Nineveh was discovered “from English H. Layard under the mounds of ruins of the Qujungiq tell. (Within a radius of 70 Km found Nineveh, Nimrud, Assur, the Palace of Sargon II; Upper Tigris region). The Nineveh bas-reliefs are now in the British Museum, (In the last century it was customary to bring the pieces found in the various museums of Europe, where everyone could admire in amazement the unknown world of that distant past).

Around 1870 The royal archive of Ashurbanipal was then discovered in Nineveh. There were thousands and thousands of tablets, with religious texts, poems, letters, reports of military campaigns (including campaigns against the kingdoms of Israel and Judah, with the names of the Jewish kings). Of great interest for the analogies with the biblical stories are the tablets of creation and the flood.

Towards the end of the last century, by the highly skilled German archaeologist Koldeway, fu;discovery of Babylon. Babylon quickly proved to be a place fraught with difficulty, as it had been destroyed more than any other ancient city. But the Koldeway excavation was a true masterpiece of scientific exploration, and the ruins of Babylon became a mine of information on history, Babylonian culture and civilization.

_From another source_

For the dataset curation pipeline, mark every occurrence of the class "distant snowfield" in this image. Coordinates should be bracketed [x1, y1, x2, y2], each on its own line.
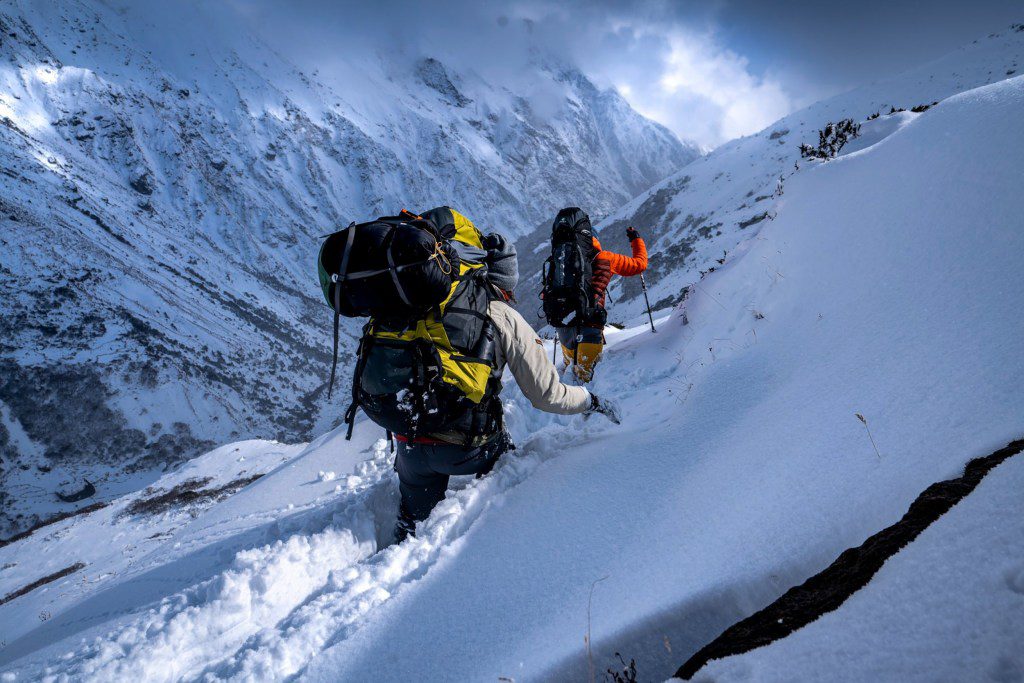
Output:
[2, 63, 1023, 683]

The splendid Ishtar gate, studded with soul reliefs them fantastic, it was entirely rebuilt in the Berlin Museum. Some reliefs of lions are exhibited in the Louvre. Countless bricks have been found engraved with Nabucadnetzar's name, well known to Bible readers.

A Susa, in Persia, the French excavated the palace where Xerxes lived (the Ahasuerus of the book of Esther). And in Susa they found the stele of Hammurabi, brought there by the Elamites as war prey from Babylon. E’ a beautiful dark stone column on which Hammurabi, king of Babylon, contemporary of the patriarchs, had had it engraved, in very sharp wedge-shaped characters, its legal code, which presents parallels with the laws of the Pentateuch.

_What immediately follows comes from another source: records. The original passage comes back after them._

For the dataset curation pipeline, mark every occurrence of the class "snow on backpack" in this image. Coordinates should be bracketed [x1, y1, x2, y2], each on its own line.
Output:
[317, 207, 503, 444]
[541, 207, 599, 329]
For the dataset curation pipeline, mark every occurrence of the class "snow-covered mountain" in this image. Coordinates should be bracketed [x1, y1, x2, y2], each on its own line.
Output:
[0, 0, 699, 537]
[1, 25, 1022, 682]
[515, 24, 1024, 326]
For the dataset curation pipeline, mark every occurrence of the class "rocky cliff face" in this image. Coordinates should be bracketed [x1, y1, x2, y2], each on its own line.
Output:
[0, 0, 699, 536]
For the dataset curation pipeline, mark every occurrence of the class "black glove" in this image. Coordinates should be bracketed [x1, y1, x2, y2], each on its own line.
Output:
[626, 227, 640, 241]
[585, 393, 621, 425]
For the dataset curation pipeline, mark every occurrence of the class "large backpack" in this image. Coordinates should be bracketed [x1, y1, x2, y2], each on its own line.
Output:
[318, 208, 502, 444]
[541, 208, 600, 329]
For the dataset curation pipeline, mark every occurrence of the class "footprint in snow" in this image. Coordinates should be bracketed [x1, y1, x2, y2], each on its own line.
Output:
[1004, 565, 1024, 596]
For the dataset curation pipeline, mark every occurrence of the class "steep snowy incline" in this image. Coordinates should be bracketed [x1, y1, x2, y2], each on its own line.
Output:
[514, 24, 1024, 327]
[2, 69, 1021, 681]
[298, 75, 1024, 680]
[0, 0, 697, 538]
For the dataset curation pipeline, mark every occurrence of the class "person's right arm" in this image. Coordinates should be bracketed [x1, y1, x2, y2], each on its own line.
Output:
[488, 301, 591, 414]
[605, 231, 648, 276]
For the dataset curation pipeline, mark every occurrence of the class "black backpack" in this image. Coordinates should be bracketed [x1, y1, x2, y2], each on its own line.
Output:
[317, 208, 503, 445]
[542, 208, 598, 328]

In Lower Mesopotamia the excavations were conducted by the English archaeologist Sir Leonard Woolley, who dug in Ur from 1922 al 1934. (Ur is remembered by the Bible as “Ur of the Chaldeans”, homeland of Abraham, Genesis 11:31). One of Woolley's greatest discoveries was that of “Royal Tombs” (1Half of the third millennium BC), in which objects of inestimable value and exceptional refinement were found. Ur was one of the capitals of the Sumerians, non-Semitic population settled in Lower Mesopotamia since the mid-fourth millennium BC. Notable among Woolley's discoveries at Ur was also a sediment layer attributed to “Flood” and many houses from the Isin-Larsa period, dating back to the time of Abraham.